I would love to, but I'm not sure how yet without a major re-write. The augmented reality code we completely rely on is part of Google Play Services for AR. I definitely do understand the benefit of degoogling, so maybe it can be a community effort once I opensource it.
Man, we're so bad at naming, that we keep joking about it... And trying to satire that with internal codenames (the ones engineers give without adult supervision)... And somehow those often seem better than the external names :(
It could also possibly work on iOS, but there's a catch we have not yet explored. We're relying on something called the "confidence" score in the ToF camera API, which has 8 possible values (3 bits) in Android, but from what I last saw, has only 3 possible values total in iOS. It's not clear how this lack of info exposed by the APi will affect accuracy.
This is something we'd have to separately test, and ultimately make a wholly different app for if it's feasible on iOS.
There's no reason it has to be worse. It's good development practice to design your system to loosely couple with dependencies you have no control over. Worst case you could have two versions, and the one that supports google services works better for whatever imagined reason.
Is there a support group or discord for degooglers? I did it a month or so ago and am still dealing with the ramifications. Most recently I used App Warden to disable all the spyware libs (including Google's) shipped with WeChat. They detected this, and banned my 10 year old account with all my friends and relatives. Been struggling for two days trying to get it reactivated, cuz it will be extremely difficult to travel back to China without it. I am not blind to the irony of keeping Tencent on my phone as I remove Google.
What would be really helpful is a database of apps, similar to the WINE project, maintaining how well they work on a de-googled phone, with a table, columns being "no root", "rooted", "with microg", etc, and a WINE style rating of how well it works and what problems you'll run in to.
You would know which banking services, etc don't work well or at all and could choose your establishments with foresight.
There is a GitHub repo[1] with a very limited list last time I checked. That the best I could fined in my degoogled time.
The Techlore Youtube-Channel-Community (yes, I realise the irony) also seems like a reasonably healthy place to start.
There is also a bunch of telegram groups with NoGoolag[2] at the center. I would not recommend for the 70:30 mix of conspiracy and tech support but they are at least technically very knowledgeabl, and sometimes helpful, even considering their almost 'religious' technical beliefs.
Sorry I'm not aware of anything like this. I went "all in" : I just installed GrapheneOS on my phone, Linux on my desktop and stopped using anything Google related (except YouTube that I watch in a dedicated browser).
Interesting question. Mainly as mentioned above we needed Google Play Services for AR. Nothing else stands out at a high level.

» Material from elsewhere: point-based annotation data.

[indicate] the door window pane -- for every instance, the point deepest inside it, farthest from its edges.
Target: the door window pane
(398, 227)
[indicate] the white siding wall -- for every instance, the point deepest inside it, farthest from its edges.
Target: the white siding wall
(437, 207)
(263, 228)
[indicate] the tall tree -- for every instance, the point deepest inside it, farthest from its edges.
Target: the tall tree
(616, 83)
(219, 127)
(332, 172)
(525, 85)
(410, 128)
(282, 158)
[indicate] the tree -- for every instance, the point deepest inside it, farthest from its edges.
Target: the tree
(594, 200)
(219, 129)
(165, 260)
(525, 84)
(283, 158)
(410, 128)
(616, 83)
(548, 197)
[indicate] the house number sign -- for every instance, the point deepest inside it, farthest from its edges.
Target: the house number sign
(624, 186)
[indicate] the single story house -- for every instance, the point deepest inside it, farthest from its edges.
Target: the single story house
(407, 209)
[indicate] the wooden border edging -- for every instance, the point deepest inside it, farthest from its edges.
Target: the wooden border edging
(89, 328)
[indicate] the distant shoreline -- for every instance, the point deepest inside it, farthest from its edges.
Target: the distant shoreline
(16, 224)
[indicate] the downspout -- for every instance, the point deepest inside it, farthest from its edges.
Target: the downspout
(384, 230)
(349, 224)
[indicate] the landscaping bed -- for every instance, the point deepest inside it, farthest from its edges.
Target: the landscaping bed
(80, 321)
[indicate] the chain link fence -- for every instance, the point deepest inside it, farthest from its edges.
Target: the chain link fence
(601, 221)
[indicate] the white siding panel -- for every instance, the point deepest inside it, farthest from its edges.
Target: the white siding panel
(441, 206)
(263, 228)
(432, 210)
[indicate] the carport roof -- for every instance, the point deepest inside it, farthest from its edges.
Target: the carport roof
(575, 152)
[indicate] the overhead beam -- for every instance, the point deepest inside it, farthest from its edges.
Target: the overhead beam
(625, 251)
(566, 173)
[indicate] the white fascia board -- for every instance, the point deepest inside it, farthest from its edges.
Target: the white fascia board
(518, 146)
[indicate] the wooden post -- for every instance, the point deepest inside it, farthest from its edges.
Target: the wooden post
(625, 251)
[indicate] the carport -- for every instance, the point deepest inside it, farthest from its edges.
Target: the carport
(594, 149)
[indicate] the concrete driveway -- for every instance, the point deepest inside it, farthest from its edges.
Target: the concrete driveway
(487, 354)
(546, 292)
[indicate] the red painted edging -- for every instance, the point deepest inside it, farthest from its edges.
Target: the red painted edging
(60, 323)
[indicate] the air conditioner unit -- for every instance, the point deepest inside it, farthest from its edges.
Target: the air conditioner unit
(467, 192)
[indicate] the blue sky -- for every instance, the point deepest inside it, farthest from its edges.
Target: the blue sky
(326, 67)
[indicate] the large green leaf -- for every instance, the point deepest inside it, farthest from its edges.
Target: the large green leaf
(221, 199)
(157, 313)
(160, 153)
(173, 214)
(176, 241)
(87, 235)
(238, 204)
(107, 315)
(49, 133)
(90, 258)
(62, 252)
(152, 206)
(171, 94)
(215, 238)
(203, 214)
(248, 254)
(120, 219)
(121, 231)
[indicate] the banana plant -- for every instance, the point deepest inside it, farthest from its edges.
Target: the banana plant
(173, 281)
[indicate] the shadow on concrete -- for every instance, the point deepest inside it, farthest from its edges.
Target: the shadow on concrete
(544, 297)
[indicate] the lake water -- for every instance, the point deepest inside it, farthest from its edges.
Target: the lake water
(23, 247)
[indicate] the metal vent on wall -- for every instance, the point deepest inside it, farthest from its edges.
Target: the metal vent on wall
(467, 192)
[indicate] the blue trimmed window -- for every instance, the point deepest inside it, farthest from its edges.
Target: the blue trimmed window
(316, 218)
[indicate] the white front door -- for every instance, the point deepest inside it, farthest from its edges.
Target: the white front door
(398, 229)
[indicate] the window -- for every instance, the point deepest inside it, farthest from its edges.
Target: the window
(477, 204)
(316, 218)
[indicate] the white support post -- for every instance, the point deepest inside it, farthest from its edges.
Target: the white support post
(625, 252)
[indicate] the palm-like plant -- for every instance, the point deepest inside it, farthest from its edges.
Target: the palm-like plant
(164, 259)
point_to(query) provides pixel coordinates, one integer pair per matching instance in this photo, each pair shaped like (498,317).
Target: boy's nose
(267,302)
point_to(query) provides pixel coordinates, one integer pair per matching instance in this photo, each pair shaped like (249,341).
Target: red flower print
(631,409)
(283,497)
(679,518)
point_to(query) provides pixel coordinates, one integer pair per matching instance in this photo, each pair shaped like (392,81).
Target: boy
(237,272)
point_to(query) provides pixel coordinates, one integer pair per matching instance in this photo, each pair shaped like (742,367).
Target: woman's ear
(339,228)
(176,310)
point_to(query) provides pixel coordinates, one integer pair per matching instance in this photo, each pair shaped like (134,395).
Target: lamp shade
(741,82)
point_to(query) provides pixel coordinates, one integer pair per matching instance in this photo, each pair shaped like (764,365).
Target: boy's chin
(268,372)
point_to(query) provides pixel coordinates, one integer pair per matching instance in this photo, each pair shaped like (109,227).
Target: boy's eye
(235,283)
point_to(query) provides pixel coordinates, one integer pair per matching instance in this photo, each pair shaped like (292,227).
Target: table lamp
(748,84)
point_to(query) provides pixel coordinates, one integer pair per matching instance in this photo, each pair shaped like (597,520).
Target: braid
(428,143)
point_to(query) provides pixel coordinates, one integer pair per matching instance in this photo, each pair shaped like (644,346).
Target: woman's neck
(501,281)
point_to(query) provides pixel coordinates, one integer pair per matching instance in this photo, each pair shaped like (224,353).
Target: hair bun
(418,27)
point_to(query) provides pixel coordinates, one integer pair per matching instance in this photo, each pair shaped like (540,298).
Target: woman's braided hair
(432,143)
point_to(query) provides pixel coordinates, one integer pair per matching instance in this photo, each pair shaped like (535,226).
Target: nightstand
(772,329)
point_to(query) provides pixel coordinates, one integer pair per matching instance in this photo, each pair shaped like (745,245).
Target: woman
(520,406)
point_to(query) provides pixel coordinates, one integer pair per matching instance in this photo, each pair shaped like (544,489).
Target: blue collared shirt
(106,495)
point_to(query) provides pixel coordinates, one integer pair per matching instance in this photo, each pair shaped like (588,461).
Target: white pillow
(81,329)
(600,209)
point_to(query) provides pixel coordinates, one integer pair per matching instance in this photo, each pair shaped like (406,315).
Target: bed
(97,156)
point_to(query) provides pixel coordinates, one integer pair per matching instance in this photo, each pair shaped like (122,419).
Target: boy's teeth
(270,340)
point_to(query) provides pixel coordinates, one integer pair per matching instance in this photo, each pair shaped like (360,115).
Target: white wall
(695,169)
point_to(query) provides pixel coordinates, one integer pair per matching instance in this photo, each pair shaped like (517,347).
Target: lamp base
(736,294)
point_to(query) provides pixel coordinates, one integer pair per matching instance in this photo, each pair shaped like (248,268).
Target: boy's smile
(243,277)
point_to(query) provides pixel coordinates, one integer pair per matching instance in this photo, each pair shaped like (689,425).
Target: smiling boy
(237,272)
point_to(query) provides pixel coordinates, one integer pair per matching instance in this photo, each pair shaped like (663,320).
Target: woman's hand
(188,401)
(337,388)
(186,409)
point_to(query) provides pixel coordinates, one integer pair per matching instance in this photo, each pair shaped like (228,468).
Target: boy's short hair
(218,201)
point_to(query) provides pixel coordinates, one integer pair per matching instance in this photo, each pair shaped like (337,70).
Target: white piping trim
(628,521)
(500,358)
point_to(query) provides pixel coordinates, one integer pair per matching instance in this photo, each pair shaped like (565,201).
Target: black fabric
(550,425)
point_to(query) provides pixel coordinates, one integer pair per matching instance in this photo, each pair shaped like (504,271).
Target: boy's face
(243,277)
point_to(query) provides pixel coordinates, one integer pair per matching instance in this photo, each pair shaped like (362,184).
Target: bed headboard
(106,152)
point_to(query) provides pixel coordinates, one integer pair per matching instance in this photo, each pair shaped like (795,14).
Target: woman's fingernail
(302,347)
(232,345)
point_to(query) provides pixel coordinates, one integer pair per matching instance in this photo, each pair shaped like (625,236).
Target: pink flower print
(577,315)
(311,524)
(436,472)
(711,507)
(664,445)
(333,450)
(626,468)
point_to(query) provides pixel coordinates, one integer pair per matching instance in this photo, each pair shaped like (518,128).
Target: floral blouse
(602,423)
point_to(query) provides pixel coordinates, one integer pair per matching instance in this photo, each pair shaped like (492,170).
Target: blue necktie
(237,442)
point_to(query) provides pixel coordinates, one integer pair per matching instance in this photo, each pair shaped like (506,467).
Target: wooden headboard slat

However there is a clear bottleneck with the Google AR team for features that the community really wants. While it's understandable, perhaps the open source libraries aren't the priority or there's short staffing, there are issues like this one - https://github.com/google-ar/arcore-android-sdk/issues/153 - that have been open since Jan 2018. This one asks that we can use the smartphone flashlight simultaneously with ARCore, but there's no visibility on how close we are at the moment. This feature would have likely improved our work's performance greatly, but even in general, many other AR developers are asking for it.
Re: overcoming it, there's not much we can do in this case. We just didn't implement the feature.
I apologize Sriram I actually I meant to ask that to the user jmnicolas who asked you to for de-googled application; Yet you provided valuable information.
Long standing issues/feature requests are typical of Google's Android ecosystem, Regardless I eagerly await for your release. I think ToF based spy-camera detection could make a great addition to the women safety apps in India.